Figure 2 shows an example of the calibration curves within a range of 1 – 500 ng/L for diclofenac, sulfamethazine, carbamazepine, estradiol, verapamil and iopamidol, representing the 22 drugs investigated from different drug classes. For the calibration curves, duplicate determinations of individual concentration levels were carried out subsequent to previous online SPE sample preparation. The correlation coefficient (r) was greater than 0.99 for each of the 22 substances. In addition, the precision and the percentage standard deviation at a mean concentration of 75 ng/L (six repetitions) were determined as an indicator of the reliability of the method (see table 1).

Figure 2: Calibration curves of six drugs, exemplary for the 22 substances from various drug classes investigated

Table 1: Statistical evaluation of the quality control at a concentration of 75 ng/L

Real samples from five smaller rivers, one stream and a ship canal were investigated for their pollution through drug residues. Low concentrations of some substances could be detected. Figure 3 shows the detected substances and the different pollution levels of various water bodies.

Figure 3: Comparison of the analysis results of the real samples from different surface waters

Large bodies of water such as rivers and ship canals that do not have any further tributaries are contaminated only slightly. Smaller rivers with their tributaries already exhibit increased drug residue concentrations. As expected, the pollution level of the final effluent of a wastewater treatment plant is the highest, because the investigated substances could not be filtered out or degraded during the water treatment processes presently applied.

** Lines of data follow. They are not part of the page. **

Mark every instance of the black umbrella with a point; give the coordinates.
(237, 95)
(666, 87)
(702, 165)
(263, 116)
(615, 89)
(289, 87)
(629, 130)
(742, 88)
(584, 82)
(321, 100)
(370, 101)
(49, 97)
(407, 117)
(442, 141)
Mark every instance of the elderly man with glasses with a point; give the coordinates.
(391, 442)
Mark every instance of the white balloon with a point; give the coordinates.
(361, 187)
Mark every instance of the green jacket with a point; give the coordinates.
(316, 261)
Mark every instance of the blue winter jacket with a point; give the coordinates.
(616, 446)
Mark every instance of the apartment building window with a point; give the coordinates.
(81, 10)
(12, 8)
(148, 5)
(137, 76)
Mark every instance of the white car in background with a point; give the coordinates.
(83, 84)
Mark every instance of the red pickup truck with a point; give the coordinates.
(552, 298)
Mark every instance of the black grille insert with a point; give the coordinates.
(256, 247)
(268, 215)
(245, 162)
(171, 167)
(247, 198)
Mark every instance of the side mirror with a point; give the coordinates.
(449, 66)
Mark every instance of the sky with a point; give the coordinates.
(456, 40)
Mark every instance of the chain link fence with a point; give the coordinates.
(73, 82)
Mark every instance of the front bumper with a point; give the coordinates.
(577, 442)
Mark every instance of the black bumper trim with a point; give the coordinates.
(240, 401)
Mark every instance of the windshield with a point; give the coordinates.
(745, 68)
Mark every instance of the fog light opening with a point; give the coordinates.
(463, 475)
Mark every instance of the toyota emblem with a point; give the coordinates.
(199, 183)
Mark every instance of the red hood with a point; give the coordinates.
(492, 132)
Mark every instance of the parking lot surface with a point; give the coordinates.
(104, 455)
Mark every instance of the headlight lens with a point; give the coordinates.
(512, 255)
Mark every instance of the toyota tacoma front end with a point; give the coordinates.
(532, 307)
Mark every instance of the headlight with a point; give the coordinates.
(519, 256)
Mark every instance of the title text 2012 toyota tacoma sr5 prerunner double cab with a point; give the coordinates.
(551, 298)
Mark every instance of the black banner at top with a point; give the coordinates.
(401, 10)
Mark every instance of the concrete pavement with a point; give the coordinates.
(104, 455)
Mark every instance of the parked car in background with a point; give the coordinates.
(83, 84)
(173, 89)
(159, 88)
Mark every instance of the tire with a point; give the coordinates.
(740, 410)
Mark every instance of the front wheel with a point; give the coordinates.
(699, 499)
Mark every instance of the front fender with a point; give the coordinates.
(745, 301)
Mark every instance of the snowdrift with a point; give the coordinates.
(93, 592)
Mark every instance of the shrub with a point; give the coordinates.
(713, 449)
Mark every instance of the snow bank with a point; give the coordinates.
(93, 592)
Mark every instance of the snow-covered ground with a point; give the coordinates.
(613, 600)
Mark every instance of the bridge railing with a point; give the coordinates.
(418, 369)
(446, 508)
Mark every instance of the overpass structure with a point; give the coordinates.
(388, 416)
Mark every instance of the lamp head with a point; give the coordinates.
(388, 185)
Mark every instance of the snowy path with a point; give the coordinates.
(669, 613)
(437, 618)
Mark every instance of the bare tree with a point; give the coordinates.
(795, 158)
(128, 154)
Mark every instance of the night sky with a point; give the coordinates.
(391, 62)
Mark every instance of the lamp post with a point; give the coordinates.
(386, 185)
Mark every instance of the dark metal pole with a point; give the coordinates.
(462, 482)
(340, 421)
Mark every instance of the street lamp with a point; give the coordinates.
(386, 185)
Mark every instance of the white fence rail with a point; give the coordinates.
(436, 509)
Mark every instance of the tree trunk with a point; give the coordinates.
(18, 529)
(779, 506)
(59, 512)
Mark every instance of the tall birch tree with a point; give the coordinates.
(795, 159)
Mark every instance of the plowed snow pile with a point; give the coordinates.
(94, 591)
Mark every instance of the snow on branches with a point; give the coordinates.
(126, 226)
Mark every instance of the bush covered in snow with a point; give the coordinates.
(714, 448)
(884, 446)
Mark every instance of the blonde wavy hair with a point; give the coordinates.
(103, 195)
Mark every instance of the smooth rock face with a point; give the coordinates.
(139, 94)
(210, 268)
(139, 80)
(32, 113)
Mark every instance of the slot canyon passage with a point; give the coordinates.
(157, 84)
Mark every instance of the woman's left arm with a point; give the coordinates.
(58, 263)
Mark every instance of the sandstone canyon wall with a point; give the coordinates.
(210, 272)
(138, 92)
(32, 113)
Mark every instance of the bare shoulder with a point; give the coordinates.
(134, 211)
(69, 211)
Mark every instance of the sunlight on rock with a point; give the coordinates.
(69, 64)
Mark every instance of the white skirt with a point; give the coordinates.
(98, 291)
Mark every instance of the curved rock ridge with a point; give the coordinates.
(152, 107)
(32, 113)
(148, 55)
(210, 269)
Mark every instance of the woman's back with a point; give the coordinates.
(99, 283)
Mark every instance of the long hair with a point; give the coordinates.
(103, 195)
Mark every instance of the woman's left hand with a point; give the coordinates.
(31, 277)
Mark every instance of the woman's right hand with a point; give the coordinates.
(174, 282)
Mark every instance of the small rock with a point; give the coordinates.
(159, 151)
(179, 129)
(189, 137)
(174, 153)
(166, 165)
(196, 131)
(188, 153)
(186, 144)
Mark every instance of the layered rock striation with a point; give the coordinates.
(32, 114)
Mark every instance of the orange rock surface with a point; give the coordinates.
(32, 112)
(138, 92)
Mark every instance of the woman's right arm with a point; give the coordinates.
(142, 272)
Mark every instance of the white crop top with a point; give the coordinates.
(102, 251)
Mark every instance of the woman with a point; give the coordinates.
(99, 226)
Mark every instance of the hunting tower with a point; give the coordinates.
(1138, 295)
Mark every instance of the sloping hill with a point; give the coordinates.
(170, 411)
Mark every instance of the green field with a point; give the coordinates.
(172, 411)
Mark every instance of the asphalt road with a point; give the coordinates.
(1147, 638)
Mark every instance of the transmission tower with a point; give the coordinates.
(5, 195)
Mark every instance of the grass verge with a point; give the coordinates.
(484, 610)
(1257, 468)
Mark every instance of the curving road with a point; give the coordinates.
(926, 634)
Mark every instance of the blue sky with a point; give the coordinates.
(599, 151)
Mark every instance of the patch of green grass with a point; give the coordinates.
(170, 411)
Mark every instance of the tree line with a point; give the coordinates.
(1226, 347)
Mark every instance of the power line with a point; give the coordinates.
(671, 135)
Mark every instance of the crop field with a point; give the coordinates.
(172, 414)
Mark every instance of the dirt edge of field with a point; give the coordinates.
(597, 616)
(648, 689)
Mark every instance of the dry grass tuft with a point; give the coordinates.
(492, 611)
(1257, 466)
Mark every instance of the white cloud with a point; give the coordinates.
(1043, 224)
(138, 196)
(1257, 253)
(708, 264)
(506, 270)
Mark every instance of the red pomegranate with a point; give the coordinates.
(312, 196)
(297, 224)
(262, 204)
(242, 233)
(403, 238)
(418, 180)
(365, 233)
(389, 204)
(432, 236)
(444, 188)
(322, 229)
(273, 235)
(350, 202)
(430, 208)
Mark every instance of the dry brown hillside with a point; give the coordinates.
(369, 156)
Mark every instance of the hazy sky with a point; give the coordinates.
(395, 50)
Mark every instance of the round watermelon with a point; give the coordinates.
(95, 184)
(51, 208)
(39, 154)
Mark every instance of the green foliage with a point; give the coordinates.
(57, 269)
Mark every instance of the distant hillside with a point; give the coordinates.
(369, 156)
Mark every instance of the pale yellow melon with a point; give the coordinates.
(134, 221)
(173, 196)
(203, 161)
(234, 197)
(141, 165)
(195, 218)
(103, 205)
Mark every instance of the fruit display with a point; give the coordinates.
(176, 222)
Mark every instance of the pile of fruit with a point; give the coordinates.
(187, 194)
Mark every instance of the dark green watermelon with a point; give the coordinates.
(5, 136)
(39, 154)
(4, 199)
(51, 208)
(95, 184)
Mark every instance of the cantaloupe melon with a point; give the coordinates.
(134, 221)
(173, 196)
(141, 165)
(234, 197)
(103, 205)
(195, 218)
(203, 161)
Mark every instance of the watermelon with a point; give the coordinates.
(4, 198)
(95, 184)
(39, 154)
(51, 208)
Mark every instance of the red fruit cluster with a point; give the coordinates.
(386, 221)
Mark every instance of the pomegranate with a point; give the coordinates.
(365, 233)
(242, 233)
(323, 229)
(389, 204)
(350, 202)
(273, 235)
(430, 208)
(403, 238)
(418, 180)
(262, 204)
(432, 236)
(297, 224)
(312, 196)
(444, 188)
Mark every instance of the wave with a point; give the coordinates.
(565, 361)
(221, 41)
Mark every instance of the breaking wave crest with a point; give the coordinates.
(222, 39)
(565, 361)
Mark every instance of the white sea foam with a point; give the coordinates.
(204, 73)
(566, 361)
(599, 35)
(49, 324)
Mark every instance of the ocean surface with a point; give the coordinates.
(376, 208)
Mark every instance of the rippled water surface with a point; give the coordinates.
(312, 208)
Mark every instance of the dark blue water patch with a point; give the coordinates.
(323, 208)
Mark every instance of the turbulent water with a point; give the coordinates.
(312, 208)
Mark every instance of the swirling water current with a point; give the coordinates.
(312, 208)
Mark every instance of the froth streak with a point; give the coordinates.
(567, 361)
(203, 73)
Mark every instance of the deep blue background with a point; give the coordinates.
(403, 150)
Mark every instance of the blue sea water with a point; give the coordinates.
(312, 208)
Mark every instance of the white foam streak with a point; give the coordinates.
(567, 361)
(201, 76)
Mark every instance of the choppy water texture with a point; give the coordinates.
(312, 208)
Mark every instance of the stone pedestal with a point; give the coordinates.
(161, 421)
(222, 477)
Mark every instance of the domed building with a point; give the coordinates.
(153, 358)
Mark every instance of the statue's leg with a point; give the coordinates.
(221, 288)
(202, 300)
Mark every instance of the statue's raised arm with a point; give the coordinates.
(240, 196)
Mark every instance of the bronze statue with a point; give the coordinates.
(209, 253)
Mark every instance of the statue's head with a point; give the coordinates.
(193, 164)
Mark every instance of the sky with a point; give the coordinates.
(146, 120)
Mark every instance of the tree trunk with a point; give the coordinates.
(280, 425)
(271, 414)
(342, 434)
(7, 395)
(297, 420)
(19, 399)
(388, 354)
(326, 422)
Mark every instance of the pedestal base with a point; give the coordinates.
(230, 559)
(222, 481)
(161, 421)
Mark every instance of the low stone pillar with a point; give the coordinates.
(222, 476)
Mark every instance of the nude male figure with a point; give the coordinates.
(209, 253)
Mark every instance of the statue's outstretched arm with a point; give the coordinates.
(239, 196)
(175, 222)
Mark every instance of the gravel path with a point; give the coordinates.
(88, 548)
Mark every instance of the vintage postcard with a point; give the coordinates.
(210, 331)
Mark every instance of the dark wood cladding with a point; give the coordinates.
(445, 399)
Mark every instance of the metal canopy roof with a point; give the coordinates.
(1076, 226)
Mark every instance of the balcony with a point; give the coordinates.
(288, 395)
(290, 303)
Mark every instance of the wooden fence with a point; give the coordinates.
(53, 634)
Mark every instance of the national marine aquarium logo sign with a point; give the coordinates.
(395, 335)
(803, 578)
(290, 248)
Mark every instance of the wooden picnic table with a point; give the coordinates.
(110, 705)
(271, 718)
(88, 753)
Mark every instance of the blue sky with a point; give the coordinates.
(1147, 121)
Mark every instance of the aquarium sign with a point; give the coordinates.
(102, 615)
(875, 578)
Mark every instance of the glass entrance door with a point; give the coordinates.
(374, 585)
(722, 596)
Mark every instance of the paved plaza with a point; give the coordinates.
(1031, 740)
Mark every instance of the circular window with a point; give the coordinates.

Analysis results in just five minutes

In recent years, the effects of drug residues on flora and fauna are being systematically investigated. Questions on the ecological effects are becoming more and more urgent due to population growth and increasing use of medicines. The present application describes a reliable method for qualitative and quantitative determination of 22 medicines in surface waters at the required sensitivity. Using a combination of Shimadzu’s HPLC Nexera X2 with the ultrafast LCMS-8060 which is optimally suited for high sample-throughput, the entire analysis can be completed in just five minutes – including the user-friendly online SPE sample preparation step and column equilibration. This immense saving in time is due to the optional overlapping sample introduction function, the highest possible MRM data acquisition rate and a polarity switching time of only five ms.